Women who have had a previous diagnosis of cervical cancer or precancer or who are at higher risk for cervical cancer, including women with compromised immune systems or who were exposed to DES before birth, may need more intensive or alternative screening.
Whether gynecologists and family physicians will follow the new guidelines remains to be seen and will likely be the subject of future research. "We need to emphasize education," said Dr. Solomon. "As clinicians understand the rationale and the scientific basis behind these recommendations, I think they will be accepted and implemented. But it is going to take some time.

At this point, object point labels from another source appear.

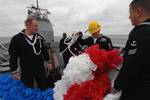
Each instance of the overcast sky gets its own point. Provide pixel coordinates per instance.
(68, 15)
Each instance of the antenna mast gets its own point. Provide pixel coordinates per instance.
(37, 4)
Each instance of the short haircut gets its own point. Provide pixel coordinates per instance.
(145, 4)
(29, 20)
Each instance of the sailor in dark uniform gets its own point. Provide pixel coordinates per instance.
(97, 38)
(134, 77)
(30, 48)
(74, 46)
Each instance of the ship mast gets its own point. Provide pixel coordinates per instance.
(37, 4)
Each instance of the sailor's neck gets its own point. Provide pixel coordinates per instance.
(28, 33)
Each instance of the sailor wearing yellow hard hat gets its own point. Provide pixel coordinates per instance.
(94, 29)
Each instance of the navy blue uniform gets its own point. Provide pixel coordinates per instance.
(31, 64)
(134, 76)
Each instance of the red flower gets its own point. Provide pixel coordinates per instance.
(97, 88)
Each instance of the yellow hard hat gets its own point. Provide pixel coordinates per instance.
(94, 26)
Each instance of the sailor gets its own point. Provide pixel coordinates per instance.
(29, 48)
(134, 77)
(96, 38)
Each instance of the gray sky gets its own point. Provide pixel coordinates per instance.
(68, 15)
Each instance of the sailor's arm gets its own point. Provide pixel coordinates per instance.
(134, 60)
(14, 54)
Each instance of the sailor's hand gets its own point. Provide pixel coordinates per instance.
(16, 76)
(113, 91)
(49, 66)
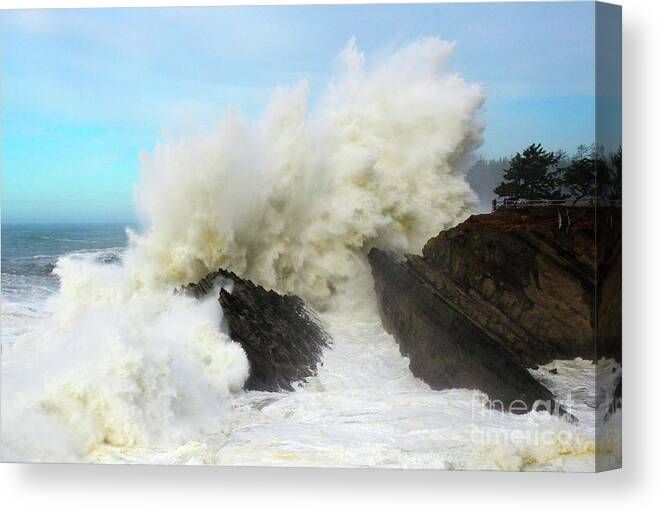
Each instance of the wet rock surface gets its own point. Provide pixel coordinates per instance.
(282, 338)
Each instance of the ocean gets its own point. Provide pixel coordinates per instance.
(29, 255)
(93, 374)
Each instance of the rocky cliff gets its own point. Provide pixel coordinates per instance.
(498, 294)
(282, 338)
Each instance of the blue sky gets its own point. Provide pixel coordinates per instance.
(85, 91)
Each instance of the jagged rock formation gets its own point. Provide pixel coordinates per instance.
(282, 338)
(493, 296)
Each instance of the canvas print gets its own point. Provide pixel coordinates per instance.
(358, 236)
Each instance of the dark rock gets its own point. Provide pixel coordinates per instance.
(282, 338)
(501, 293)
(446, 348)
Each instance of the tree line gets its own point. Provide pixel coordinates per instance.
(537, 174)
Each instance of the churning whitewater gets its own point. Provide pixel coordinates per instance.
(118, 368)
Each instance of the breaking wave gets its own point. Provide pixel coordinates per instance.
(294, 200)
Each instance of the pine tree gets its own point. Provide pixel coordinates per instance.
(531, 175)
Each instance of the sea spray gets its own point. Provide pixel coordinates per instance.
(294, 200)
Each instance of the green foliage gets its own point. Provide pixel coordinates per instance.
(538, 174)
(533, 174)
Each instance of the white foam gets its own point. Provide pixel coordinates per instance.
(294, 200)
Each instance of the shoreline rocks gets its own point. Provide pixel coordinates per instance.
(282, 338)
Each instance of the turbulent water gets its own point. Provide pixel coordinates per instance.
(103, 363)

"Decades ago, we did a very good job of inculcating in clinicians' minds and in women's minds that they needed an annual Pap test. And we were so successful that it is hard to move people past that now," Dr. Solomon continued. "Cervical screening is best done using the most sensitive testing strategy at the longest safe interval. This provides safety for women and reduces the 'noise' of over-screening. When you find things that are not really clinically relevant but that need to be worked up, that causes anxiety and needless additional procedures."
Regardless, the authors of both sets of guidelines stressed that the greatest gains in reducing the incidence and mortality of cervical cancer will be attained only by increasing access to screening among women who are unscreened or screened too infrequently.